Darwin students are sew generous
Darwin locals are showing their true colours in a quilt-making project, which will be donated to a disability college in Queensland when completed.
The quilt, which is being made in the colours of the Aboriginal flag, is being made for NAIDOC Week by students from the STEPS Skills for Education and Employment (SEE) program.
The course teaches literacy and numeracy skills to help people find work or go into further study, and STEPS Palmerston Business Manager Yvonne Coleman said students love learning through contextualised training activities.
“The class love sewing and we knew with a big project like a quilt there’s a lot of calculations and measurements,” she said.
“We told them about STEPS Pathways College and the group decided that would be where they wanted the quilt to go,” she said.
STEPS Pathways College is based on the Sunshine Coast and is the first program of its kind in Australia, giving young adults with a disability the opportunity to learn skills to live independently.
SEE student Bevan Dickenson said the NAIDOC Week project helped him to share his Indigenous heritage with the multicultural class.

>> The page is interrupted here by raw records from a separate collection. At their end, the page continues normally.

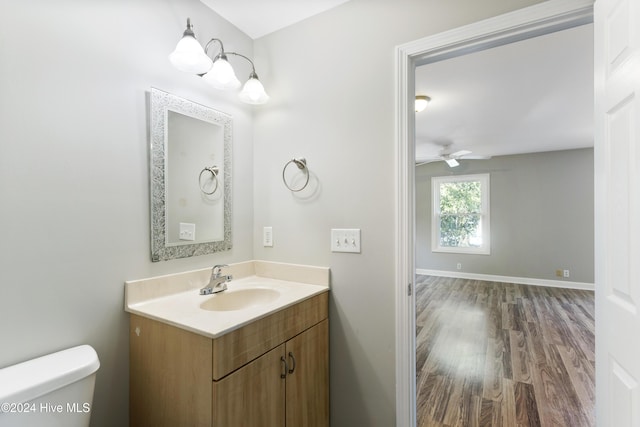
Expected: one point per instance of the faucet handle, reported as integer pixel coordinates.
(217, 269)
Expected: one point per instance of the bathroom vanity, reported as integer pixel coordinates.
(256, 354)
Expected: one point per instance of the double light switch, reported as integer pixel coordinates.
(345, 240)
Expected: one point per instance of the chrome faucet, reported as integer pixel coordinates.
(217, 282)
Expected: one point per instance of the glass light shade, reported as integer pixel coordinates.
(452, 163)
(221, 75)
(253, 92)
(190, 57)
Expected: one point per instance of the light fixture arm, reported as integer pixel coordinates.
(215, 69)
(224, 54)
(253, 68)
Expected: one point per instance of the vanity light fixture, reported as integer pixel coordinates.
(190, 57)
(421, 102)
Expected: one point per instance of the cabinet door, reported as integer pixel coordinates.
(308, 385)
(252, 396)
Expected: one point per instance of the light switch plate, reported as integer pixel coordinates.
(187, 231)
(267, 237)
(345, 240)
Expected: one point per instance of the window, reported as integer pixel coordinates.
(460, 218)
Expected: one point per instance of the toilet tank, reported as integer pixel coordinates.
(52, 390)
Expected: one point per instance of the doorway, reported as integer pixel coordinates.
(526, 23)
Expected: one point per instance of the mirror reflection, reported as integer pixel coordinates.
(190, 178)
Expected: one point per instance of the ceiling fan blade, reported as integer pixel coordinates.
(460, 153)
(477, 157)
(425, 161)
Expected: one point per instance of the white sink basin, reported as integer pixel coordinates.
(240, 299)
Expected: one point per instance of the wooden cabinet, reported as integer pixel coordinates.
(285, 387)
(307, 392)
(271, 372)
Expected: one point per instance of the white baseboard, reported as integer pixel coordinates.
(507, 279)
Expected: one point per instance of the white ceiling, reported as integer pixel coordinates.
(259, 17)
(531, 96)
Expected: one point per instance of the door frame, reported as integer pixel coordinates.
(543, 18)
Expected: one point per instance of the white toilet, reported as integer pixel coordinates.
(52, 390)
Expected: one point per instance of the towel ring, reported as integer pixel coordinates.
(213, 170)
(302, 165)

“NAIDOC Week is about keeping Indigenous culture strong and sharing stories with friends,” he said.
Classmate Maria Stephens said the group decided to donate the quilt to show their gratitude to STEPS.
“We all love coming here to learn and feel the kindness of STEPS. We’re also really proud of what STEPS does to help people with a disability,” she said.
SEE trainer Mark Roscoe said finding a balance between the curriculum and projects the students enjoy brings out the best in the group.
“They love problem solving and working with each other in a team. I am very proud to see how much their confidence has grown,” he said.
The Skills for Education and Employment (SEE) program is funded by the Australian Government Department of Education, Skills and Employment.